About Me

I am Ravi, a fallen humankind striving to achieve enlightenment. I hail from United Staes of Bihar(India). I have no idea of my goals but I believe to have been brought to this earth for some special reason. Striving for undefined has kept me sustained as yet, and everytime it takes me to the next moment- I call it my destiny. To me Life is a moment and its beautiful.

Wednesday, July 02, 2008

Dead out of my Selfishness

Recently I have started realising there is very small human element left in me. A sensitive soul that used to exist inside me is almost on verge of death. And its taking a toll on my existence.
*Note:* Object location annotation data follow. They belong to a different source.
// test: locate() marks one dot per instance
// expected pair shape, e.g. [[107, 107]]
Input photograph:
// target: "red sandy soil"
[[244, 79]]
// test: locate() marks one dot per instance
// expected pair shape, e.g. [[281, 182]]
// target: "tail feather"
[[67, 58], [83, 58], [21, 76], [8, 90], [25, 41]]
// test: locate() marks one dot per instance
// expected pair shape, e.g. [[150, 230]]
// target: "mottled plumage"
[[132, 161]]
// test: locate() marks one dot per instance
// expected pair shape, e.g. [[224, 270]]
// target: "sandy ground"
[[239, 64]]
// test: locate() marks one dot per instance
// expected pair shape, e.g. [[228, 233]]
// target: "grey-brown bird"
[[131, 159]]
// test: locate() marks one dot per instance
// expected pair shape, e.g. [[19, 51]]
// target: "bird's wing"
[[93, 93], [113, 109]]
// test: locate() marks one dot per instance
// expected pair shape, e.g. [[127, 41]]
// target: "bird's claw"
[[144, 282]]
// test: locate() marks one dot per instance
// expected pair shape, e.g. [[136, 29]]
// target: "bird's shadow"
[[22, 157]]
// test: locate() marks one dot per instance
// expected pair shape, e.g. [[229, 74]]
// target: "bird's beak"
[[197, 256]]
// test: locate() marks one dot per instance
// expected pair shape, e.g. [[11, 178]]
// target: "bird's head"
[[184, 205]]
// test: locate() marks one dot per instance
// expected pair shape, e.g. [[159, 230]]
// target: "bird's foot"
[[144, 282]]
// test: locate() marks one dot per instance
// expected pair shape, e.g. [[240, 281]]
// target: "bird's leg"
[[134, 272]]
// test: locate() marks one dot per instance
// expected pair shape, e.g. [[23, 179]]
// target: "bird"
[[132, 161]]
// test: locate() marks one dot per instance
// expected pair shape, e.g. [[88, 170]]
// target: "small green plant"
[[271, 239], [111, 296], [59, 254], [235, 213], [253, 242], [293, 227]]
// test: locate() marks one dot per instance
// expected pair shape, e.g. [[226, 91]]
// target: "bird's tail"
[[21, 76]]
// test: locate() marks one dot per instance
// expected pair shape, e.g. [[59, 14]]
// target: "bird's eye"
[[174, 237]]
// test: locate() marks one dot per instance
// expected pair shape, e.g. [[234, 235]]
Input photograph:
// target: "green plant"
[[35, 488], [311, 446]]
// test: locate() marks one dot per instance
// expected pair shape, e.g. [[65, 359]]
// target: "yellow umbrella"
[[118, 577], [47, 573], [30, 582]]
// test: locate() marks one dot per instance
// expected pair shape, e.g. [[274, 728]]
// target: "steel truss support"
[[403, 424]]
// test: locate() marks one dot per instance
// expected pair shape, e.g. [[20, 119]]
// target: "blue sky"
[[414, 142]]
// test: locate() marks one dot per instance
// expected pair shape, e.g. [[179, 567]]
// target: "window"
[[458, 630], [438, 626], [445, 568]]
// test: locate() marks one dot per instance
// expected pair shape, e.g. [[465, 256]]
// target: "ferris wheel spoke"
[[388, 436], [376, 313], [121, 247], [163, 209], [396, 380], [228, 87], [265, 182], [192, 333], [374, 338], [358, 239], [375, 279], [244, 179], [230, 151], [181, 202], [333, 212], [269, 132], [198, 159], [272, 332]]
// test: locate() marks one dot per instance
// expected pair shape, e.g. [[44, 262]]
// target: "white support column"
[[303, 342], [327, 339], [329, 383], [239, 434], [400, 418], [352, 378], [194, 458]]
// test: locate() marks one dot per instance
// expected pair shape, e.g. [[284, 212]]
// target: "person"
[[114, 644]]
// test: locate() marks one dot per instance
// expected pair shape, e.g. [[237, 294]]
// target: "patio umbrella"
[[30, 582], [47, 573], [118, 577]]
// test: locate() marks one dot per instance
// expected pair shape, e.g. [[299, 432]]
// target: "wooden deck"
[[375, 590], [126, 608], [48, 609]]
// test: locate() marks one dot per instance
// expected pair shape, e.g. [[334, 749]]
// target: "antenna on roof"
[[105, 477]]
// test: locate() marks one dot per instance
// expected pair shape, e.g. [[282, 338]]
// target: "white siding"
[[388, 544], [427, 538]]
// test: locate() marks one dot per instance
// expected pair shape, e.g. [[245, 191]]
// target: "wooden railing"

It has brought a sense in me, where I can deny my existence among the human herd.
Its not a story created but realised. Was a rainy day- may be 10 days back. I was in a hurry returning from office- Late in evening, with a increasing taste(in my salive) for some junk tasty food. I rushed to the nearby shop, for some hot samosa(an Indian junk Food also famous in Malaysia) to take home(I prefer them in hygienic plates).
And there stands a small kid in corner draped in dirty clothes, begging for some food to fill his empty stomach. The tommorow of India crying with hunger. I felt like liquified by the show of bare reality. I really wanted to go ahead and take him into my lap and give him all he wanted. I dont know wat was stopping me. A social barrier or a personal jinx or my hardened soul. The boy was after some rich guy, who just came down from the car. He kept begging for long but returned with not a single penny. I just found a tinge of abhorence in me to the rich man.

But after moving from the place with a bag full of samosa, I had no vengeance for the that rich guy. Really it was me who was the culprit. The man who couldn't break his selfishness to help a needful just for sake of his own reservations, his own gaudy pride. Though I know I would have helped him had he come to me first. Way back to home I thought at least 50 times to run back to the shop- could never dare to unhinge my jinx. Probably, I still want to run down the time machine and capture that frame and prove myself a better man. I know I cant. I am to bear with this load.
When I m writing this all on this blog, I know it may not be read by a single man out there. At least it takes off a little load off my shoulder. I know I m still alive but with a dead soul. It revealed a truth: I am a stone hearted now or probably I was ever.